Why CMR (specific advantages):

  • Myocardial iron overload can be very difficult to detect with commonly used tests such as serum ferritin levels, electrocardiography, or echocardiography. However, CMR T2* imaging is considered the reference standard for detecting and quantifying myocardial iron overload.
  • Abnormalities in CMR T2* can occur prior to the development of systolic or diastolic dysfunction.
  • CMR T2* imaging can be used to guide iron chelation therapy to prevent heart failure in patients with myocardial iron overload.

Evidence:

  • Leonardi et al. JACC Cardiovascular Imaging 2008. In transfusion dependent thalassemia, echocardiographic diastolic function parameters correlated poorly with EF and myocardial T2* and were thus not well-suited for risk stratification. Myocardial T2* had a strong relationship with EF and appears to be a promising approach for predicting the development of heart failure and for iron chelator dose adjustment.
  • Kirk et al. Circulation 2009. Cardiac T2* magnetic resonance identifies patients at high risk of heart failure and arrhythmia from myocardial siderosis in thalassemia major and is superior to serum ferritin and liver iron. Using cardiac T2* for the early identification and treatment of patients at risk is a logical means of reducing the high burden of cardiac mortality in myocardial siderosis. 
  • Modell et al.
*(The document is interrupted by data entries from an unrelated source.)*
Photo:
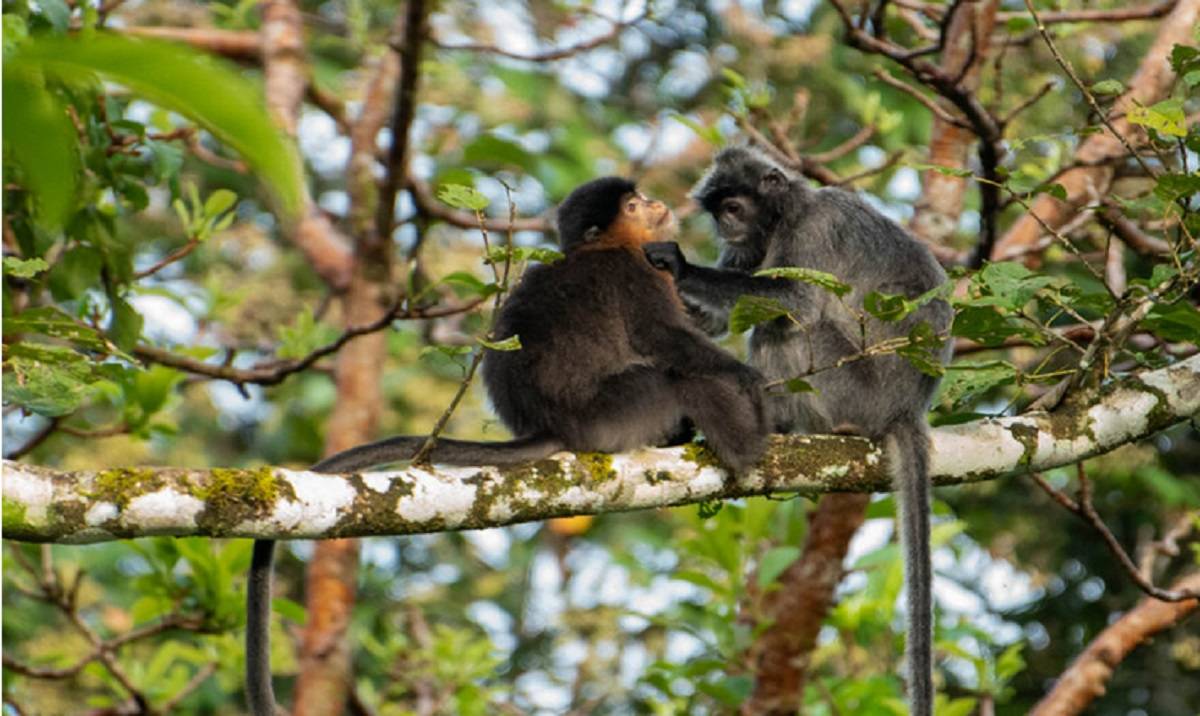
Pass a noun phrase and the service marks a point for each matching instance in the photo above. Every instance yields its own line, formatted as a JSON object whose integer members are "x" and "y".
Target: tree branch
{"x": 48, "y": 505}
{"x": 1085, "y": 679}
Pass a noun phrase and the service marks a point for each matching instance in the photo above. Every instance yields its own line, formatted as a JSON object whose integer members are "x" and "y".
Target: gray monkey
{"x": 767, "y": 217}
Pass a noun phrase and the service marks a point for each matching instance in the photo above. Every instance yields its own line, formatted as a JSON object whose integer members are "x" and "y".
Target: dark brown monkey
{"x": 609, "y": 361}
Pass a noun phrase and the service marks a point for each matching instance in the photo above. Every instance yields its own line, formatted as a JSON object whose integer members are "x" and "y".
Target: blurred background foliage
{"x": 147, "y": 208}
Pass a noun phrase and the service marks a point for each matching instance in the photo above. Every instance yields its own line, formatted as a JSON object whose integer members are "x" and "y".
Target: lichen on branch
{"x": 47, "y": 505}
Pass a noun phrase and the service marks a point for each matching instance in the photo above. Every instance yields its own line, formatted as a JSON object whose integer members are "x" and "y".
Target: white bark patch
{"x": 100, "y": 513}
{"x": 30, "y": 491}
{"x": 379, "y": 482}
{"x": 436, "y": 497}
{"x": 319, "y": 501}
{"x": 162, "y": 511}
{"x": 985, "y": 445}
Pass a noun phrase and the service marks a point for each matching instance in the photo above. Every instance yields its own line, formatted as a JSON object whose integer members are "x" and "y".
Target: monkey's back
{"x": 571, "y": 318}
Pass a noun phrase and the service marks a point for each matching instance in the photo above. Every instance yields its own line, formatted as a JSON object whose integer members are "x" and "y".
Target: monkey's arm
{"x": 712, "y": 293}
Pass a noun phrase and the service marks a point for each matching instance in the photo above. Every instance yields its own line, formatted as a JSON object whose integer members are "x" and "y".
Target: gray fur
{"x": 783, "y": 222}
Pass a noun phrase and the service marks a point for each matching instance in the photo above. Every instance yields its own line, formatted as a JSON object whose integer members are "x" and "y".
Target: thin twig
{"x": 1087, "y": 95}
{"x": 1086, "y": 511}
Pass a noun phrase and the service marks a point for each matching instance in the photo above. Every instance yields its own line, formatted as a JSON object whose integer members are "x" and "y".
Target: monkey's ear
{"x": 773, "y": 181}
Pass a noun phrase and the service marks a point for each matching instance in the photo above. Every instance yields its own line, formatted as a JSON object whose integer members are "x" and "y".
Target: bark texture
{"x": 46, "y": 505}
{"x": 1086, "y": 678}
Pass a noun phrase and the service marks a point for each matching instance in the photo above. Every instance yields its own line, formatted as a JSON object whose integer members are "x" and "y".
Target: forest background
{"x": 179, "y": 292}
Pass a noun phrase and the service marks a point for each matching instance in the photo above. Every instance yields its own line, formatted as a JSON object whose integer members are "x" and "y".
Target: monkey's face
{"x": 643, "y": 220}
{"x": 736, "y": 218}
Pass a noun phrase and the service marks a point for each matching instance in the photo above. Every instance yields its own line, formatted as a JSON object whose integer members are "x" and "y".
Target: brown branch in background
{"x": 51, "y": 589}
{"x": 1086, "y": 678}
{"x": 1131, "y": 233}
{"x": 1150, "y": 84}
{"x": 235, "y": 44}
{"x": 413, "y": 38}
{"x": 1085, "y": 510}
{"x": 276, "y": 372}
{"x": 430, "y": 205}
{"x": 939, "y": 112}
{"x": 781, "y": 654}
{"x": 550, "y": 55}
{"x": 1117, "y": 14}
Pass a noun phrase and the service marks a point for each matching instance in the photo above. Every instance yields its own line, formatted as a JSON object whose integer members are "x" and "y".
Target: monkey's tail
{"x": 907, "y": 445}
{"x": 259, "y": 692}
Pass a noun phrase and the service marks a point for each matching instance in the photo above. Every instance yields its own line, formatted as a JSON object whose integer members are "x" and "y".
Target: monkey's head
{"x": 747, "y": 193}
{"x": 612, "y": 210}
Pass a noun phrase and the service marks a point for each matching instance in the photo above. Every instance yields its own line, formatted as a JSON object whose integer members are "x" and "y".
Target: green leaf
{"x": 48, "y": 320}
{"x": 210, "y": 91}
{"x": 220, "y": 202}
{"x": 1108, "y": 86}
{"x": 462, "y": 197}
{"x": 923, "y": 350}
{"x": 966, "y": 380}
{"x": 522, "y": 253}
{"x": 42, "y": 143}
{"x": 1174, "y": 322}
{"x": 46, "y": 379}
{"x": 886, "y": 306}
{"x": 1165, "y": 118}
{"x": 510, "y": 343}
{"x": 1175, "y": 186}
{"x": 1185, "y": 59}
{"x": 24, "y": 268}
{"x": 125, "y": 326}
{"x": 468, "y": 284}
{"x": 751, "y": 311}
{"x": 289, "y": 609}
{"x": 773, "y": 564}
{"x": 489, "y": 150}
{"x": 820, "y": 278}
Journal of Cardiovascular Magnetic Resonance 2008. Since 1999, there has been a marked improvement in survival in thalassaemia major in the UK, which has been mainly driven by a reduction in deaths due to cardiac iron overload. The most likely causes for this include the introduction of T2* CMR to identify myocardial siderosis and appropriate intensification of iron chelation treatment, alongside other improvements in clinical care.

References:

  1. Modell B, Khan M, Darlison M, Westwood MA, Ingram D, Pennell DJ. Improved survival of thalassaemia major in the UK and relation to T2* cardiovascular magnetic resonance. Journal of cardiovascular magnetic resonance : official journal of the Society for Cardiovascular Magnetic Resonance 2008;10:42.
  2. Anderson LJ, Holden S, Davis B et al. Cardiovascular T2-star (T2*) magnetic resonance for the early diagnosis of myocardial iron overload. European heart journal 2001;22:2171-9.
  3. Wood JC, Tyszka JM, Carson S, Nelson MD, Coates TD. Myocardial iron loading in transfusion-dependent thalassemia and sickle cell disease. Blood 2004;103:1934-6.
  4. Leonardi B, Margossian R, Colan SD, Powell AJ. Relationship of magnetic resonance imaging estimation of myocardial iron to left ventricular systolic and diastolic function in thalassemia. JACC Cardiovascular imaging 2008;1:572-8.
  5. Kirk P, Roughton M, Porter JB et al. Cardiac T2* magnetic resonance for prediction of cardiac complications in thalassemia major. Circulation 2009;120:1961-8.